她将礦石放進爐子裡,點燃小木條,想要将礦石引燃,試了好多次,不是木頭點不着就是礦石還沒着時木頭就燒沒了。
終于在折騰的汗都流下來時,那礦石才燃起來。她擦擦汗,心裡默念着,将那金耳環扔進爐子裡。
爐子被激起了一小片火花,那火星子差點燙着手。她退後一步,大概過了一炷香的時間,爐子裡的火滅掉。
她看着爐中已經沒了那枚金戒指,猜想應該是可以了,便試探地叫了叫,“松吾、松吾你在嗎?”
房間裡一片靜谧,唯有窗外的蛙鳴聲不斷,頌宜有些喪氣,踹了踹那口爐子,坐到了窗邊的榻上,看着窗外的風景。
雖然喪氣,但也打算再試一試,她有的是時間和力氣。
剛剛點那火花了快一個時辰,而後燒起來時空氣中的水仿佛都被燒幹了一樣,她被蒸的口渴的不行。她打算休息一會再試一次。

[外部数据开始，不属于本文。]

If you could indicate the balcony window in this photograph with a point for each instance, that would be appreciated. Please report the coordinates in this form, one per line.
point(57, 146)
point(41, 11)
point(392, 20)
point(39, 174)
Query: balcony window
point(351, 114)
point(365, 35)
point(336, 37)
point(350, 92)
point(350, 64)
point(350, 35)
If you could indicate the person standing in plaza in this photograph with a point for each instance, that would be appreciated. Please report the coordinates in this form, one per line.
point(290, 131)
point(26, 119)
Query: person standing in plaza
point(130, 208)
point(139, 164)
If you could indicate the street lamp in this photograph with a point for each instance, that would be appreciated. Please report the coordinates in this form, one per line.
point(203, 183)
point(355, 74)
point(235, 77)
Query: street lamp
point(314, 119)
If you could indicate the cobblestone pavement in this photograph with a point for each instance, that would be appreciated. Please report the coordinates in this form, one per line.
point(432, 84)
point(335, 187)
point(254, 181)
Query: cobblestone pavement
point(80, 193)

她開口讓門外的青竹給她倒個茶,低頭看着手裡被火星子崩到的手。
這時茶水遞過來了,頌宜卻察覺不對,拿着茶杯的這雙手骨骼明顯且修長,不像是白葉的手。她擡頭一看,來人身着熟悉的月白色長袍,頭戴玉冠,眉眼間是熟悉的神色。